Nonhuman primates, particularly Macaca fascicularis (cynomolgus monkeys), share close homology with humans in neuroanatomy, neurotransmitter systems, cortical development, immune responses, and lifespan. These similarities enable more accurate assessment of:

  • drug penetration across the BBB
  • target engagement and downstream pathway effects
  • long-term disease progression and chronic dosing
  • higher-order behavioral and cognitive outcomes
  • imaging biomarkers through MRI, PET, and CT

Schematic showing of three parallel paths (pink lines 1, 3, and 5) of AAV9-SaCas9- SgPINK1?DJ-1 injections containing 18 injection sites that cover the left SN, and three parallel paths (blue lines 2, 4, and 6) of AAV9- SaCas9-SgControl injections containing 18 injection sites.

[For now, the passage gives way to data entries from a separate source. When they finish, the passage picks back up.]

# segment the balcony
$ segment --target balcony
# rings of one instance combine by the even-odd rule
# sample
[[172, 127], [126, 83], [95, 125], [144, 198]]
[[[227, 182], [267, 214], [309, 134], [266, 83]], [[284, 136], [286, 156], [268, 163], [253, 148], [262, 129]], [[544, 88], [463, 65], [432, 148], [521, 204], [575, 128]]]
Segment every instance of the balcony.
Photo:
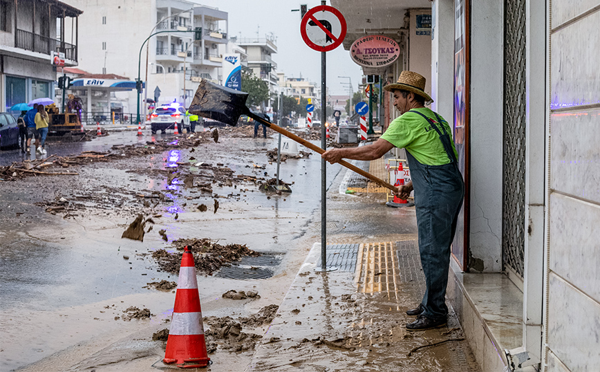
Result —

NHP models have shown specific advantages in studies related to:

  • Alzheimer's disease (AD): natural age-related amyloid deposition and primate-specific tau biology
  • Parkinson's disease (PD): MPTP-induced pathology closely reproducing human nigrostriatal degeneration
  • Stroke: primate vascular anatomy and collateral circulation more closely aligned with human cerebrovascular systems
  • Gene therapy and biologics: species-matched immune responses and PK/PD dynamics

These attributes make NHPs one of the most reliable platforms for bridging preclinical findings to human clinical outcomes.

 

4. Toward a More Predictive Preclinical Strategy

 

Reducing CNS drug attrition requires:

  • Refining early-stage discovery with mechanistically relevant models
  • Incorporating NHP studies where complex physiology or higher-order function is critical
  • Integrating imaging biomarkers (MRI, PET, CT) to enable longitudinal monitoring
  • Using NHP PK/PD and biodistribution data to guide dose selection and clinical trial design

By improving preclinical predictivity, researchers can significantly reduce the translational risk associated with first-in-human CNS studies.